Ela Kagel und meine Oma lieben den Austausch, beide sind offene, aufmerksame und sehr nette Gastgeber, ich fühle mich bei beiden wohl. Sie würden sich gut verstehen. Doch Ela hat keine Zeit. Gerade jetzt wuselt sie in der Brunnenstraße herum, sitzt sicher im Supermarkt-Studio 2 oder 3 an einem der Schreibtische und organisiert das, was ich nun meiner Oma erklären will: Coworking – moderne Bürogemeinschaften an gemieteten Schreibtischen.
Trend aus den USA ist längst im Wedding angekommen
Coworking ist insbesondere in den USA verbreitet. In Deutschland gibt es ungefähr 230 Coworking-Bürogemeinschaften, in Berlin sind es etwa 50. Der Trend ist in den letzten Jahren auch im Wedding angekommen. Insbesondere Freiberufler, Kreative, kleine Unternehmen und so genannte digitale Nomaden nutzen die Arbeitsplätze und die dazugehörige Infrastruktur in den Supermarkt Studios im Brunnenviertel, im Stattbad Wedding in der Gerichtstraße, in der Alten Kantine in der Uferstraße, im Raumteiler in der Türkenstraße und in vielen weiteren Gemeinschaftsbüros.

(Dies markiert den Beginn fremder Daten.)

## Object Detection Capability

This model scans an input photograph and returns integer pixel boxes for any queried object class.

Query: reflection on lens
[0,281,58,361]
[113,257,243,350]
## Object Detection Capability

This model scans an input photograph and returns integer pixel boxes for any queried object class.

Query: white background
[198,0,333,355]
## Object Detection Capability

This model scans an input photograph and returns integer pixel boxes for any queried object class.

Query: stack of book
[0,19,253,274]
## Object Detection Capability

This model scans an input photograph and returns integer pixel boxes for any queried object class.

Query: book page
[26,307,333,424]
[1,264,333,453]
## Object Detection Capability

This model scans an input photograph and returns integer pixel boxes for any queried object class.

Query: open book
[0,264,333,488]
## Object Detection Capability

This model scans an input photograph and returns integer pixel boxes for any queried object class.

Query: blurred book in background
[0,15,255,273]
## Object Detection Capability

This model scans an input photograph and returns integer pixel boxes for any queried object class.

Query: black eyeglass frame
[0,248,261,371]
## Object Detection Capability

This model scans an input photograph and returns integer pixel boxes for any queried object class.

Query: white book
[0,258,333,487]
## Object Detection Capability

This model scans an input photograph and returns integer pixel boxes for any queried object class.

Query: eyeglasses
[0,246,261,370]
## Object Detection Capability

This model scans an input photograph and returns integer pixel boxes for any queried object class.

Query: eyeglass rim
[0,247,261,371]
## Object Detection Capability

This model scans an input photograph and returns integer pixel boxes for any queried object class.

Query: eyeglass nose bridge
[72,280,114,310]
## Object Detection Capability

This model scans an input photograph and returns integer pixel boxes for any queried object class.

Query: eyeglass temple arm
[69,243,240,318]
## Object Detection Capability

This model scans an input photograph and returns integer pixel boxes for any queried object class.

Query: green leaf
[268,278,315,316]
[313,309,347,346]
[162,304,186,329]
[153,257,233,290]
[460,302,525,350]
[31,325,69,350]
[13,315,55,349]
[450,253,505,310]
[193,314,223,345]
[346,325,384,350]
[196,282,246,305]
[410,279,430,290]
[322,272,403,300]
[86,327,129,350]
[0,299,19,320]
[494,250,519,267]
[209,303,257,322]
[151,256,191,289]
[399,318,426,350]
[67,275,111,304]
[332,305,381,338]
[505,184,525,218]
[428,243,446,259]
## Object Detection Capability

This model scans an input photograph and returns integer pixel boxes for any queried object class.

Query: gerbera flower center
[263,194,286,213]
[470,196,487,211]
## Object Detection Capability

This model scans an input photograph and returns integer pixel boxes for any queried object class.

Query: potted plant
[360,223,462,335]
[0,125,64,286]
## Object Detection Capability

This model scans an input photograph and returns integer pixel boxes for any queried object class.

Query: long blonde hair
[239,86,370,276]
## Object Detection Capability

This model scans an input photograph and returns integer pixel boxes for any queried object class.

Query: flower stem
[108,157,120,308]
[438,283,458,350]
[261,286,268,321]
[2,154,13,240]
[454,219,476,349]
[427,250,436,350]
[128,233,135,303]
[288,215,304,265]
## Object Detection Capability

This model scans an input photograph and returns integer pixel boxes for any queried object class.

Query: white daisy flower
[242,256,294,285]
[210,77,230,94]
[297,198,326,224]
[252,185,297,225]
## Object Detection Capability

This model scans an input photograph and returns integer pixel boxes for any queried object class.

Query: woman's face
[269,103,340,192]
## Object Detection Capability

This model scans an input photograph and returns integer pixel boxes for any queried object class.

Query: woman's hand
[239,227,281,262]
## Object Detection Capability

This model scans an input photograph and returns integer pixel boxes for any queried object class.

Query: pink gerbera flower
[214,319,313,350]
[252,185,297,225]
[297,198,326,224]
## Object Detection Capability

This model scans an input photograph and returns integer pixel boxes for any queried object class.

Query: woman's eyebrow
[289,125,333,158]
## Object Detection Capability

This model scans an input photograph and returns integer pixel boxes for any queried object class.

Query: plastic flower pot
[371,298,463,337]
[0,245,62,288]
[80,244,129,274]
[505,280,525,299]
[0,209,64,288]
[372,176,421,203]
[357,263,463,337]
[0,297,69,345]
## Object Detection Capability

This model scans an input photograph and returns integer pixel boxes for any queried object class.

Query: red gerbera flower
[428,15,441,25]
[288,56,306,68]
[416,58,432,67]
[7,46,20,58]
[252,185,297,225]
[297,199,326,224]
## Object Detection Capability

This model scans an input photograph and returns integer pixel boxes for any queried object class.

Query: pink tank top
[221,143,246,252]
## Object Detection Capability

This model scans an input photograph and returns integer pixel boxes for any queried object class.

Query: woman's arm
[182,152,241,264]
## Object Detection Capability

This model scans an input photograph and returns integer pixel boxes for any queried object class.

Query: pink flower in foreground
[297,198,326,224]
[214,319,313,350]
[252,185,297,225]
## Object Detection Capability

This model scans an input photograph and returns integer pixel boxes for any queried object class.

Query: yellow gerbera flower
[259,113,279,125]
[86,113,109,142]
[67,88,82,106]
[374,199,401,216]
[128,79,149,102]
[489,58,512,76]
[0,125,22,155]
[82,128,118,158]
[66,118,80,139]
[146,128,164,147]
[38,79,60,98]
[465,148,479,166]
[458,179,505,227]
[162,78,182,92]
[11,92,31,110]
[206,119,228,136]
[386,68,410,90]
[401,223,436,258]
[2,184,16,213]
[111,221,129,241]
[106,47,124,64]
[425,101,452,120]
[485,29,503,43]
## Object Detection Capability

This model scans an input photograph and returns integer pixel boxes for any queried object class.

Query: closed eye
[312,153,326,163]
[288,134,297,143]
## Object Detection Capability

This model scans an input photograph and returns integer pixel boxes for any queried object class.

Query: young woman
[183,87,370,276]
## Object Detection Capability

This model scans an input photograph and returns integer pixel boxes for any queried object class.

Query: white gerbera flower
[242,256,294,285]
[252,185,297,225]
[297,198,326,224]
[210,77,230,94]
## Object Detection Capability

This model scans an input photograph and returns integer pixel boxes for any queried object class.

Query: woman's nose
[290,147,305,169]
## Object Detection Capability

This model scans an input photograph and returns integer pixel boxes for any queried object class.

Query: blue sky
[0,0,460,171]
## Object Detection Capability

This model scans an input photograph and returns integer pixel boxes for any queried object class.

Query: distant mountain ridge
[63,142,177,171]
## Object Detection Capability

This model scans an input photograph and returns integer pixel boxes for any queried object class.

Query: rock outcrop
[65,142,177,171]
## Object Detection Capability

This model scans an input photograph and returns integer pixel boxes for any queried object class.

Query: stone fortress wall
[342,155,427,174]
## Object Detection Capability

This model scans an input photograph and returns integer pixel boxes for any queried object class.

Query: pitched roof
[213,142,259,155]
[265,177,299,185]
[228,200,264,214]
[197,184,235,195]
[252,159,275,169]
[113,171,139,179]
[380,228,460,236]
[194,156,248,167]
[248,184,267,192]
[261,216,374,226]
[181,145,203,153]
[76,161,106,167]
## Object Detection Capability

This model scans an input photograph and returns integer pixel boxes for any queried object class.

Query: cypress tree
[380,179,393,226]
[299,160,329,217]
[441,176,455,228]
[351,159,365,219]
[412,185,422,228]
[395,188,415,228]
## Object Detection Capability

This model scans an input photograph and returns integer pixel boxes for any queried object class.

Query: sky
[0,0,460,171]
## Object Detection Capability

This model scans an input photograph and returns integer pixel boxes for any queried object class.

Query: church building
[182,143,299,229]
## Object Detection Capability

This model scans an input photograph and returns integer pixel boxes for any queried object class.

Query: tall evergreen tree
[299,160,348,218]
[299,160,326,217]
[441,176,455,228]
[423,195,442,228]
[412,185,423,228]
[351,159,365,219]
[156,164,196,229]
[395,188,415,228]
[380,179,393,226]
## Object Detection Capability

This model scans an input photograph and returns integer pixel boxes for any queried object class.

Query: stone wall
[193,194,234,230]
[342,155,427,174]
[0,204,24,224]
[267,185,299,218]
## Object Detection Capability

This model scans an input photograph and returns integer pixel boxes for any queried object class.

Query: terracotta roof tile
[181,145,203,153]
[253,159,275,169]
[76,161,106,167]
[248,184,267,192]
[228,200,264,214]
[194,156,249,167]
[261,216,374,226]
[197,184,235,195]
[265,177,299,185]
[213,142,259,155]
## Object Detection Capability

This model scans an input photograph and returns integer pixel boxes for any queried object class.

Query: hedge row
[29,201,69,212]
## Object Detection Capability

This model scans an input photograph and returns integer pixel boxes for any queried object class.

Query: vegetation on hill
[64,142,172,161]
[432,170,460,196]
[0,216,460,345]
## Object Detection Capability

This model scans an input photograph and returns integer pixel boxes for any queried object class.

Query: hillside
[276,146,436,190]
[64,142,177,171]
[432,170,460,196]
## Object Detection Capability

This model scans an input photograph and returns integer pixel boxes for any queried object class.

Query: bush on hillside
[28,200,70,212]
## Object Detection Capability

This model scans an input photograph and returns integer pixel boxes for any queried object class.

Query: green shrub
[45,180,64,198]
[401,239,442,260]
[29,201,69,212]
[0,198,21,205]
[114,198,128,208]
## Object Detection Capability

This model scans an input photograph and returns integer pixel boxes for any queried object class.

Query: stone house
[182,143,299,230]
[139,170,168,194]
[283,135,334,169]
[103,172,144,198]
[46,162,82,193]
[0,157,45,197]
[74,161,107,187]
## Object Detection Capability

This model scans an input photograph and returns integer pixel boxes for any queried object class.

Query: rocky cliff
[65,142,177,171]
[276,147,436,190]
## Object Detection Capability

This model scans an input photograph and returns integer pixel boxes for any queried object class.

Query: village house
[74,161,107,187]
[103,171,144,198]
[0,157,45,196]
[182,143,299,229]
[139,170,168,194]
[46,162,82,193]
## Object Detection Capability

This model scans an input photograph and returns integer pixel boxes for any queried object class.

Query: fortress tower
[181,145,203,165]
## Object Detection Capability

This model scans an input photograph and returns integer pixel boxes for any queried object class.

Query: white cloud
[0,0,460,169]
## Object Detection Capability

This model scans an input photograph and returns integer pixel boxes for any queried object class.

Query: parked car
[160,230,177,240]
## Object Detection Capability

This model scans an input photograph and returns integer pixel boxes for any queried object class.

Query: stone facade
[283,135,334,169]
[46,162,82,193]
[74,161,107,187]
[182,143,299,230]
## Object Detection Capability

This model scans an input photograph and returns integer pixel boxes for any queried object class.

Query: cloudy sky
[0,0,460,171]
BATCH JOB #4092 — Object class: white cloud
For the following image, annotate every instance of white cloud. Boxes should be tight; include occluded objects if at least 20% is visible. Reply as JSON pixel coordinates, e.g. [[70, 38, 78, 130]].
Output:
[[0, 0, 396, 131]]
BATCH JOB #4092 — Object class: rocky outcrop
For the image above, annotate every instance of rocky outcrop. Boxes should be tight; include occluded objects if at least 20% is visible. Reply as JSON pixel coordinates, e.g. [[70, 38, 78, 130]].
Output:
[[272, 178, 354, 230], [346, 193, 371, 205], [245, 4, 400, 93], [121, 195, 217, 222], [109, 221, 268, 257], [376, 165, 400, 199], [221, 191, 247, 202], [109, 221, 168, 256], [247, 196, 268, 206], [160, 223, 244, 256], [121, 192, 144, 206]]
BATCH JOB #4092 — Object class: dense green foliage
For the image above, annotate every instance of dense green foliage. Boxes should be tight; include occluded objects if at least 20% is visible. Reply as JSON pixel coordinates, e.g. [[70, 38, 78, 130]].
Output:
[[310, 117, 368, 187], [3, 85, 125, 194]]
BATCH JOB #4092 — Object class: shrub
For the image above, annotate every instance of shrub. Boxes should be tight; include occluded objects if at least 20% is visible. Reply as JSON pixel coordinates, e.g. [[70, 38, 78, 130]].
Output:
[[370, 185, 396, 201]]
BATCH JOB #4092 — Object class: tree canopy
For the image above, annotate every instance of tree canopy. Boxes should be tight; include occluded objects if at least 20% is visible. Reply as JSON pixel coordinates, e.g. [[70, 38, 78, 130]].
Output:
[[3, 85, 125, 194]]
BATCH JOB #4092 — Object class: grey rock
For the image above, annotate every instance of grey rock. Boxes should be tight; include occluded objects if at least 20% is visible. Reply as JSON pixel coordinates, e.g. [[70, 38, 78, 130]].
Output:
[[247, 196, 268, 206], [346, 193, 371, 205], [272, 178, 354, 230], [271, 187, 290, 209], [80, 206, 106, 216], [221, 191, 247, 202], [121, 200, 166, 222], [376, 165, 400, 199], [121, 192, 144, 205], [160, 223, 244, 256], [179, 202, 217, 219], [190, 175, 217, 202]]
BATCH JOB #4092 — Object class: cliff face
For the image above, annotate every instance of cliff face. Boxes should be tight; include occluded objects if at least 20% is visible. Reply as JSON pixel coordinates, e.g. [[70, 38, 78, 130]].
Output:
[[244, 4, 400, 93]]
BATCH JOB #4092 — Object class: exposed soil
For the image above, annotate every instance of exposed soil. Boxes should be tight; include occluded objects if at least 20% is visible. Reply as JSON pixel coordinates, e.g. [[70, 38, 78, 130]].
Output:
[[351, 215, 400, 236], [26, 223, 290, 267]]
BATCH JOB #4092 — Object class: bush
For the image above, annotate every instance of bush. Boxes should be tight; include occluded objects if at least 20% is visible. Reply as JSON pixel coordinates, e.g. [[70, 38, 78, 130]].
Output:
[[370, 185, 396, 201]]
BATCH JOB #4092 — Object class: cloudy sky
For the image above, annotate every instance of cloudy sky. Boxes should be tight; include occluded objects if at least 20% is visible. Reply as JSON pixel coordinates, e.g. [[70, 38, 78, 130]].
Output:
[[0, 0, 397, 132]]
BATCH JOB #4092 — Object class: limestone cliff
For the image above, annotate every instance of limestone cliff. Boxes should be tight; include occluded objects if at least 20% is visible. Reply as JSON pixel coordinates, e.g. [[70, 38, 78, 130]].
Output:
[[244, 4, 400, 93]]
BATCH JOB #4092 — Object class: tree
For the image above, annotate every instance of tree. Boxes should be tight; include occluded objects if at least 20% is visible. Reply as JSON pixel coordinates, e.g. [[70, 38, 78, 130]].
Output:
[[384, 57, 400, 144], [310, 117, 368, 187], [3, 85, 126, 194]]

In den Supermarkt-Studios bedeutet Coworking: ein schlichter Schreibtisch, eine silberne Schreibtischlampe, ein Drehstuhl, ein Papierablagefach in Silber, eine Steckdose, Scanner, Kopierer, drahtloses Internet. Dazu Wasser, ein Sofa, hübsche Bilder an den Wänden, ein Besprechungsraum nebenan, ein freier Blick durch raumhohe Fenster auf die Brunnenstraße. Ela nennt das Galerie-Arbeitsplatz. An den vermieteten Schreibtischen sitzen Architekten, Kulturwissenschaftler, Anwälte, mit verschiedensten Projekten beschäftigte Büromenschen. Sie können ihr Mini-Büro an allen Tagen in der Woche zu jeder Tages- und Nachtzeit nutzen. Mittendrin hat Ela Kagel ihren Platz. Die freie Kuratorin und Produzentin organisiert von dort auch die Aktivitäten im Veranstaltungssaal Supermarkt in der Brunnenstraße 64 ein paar Häuser weiter.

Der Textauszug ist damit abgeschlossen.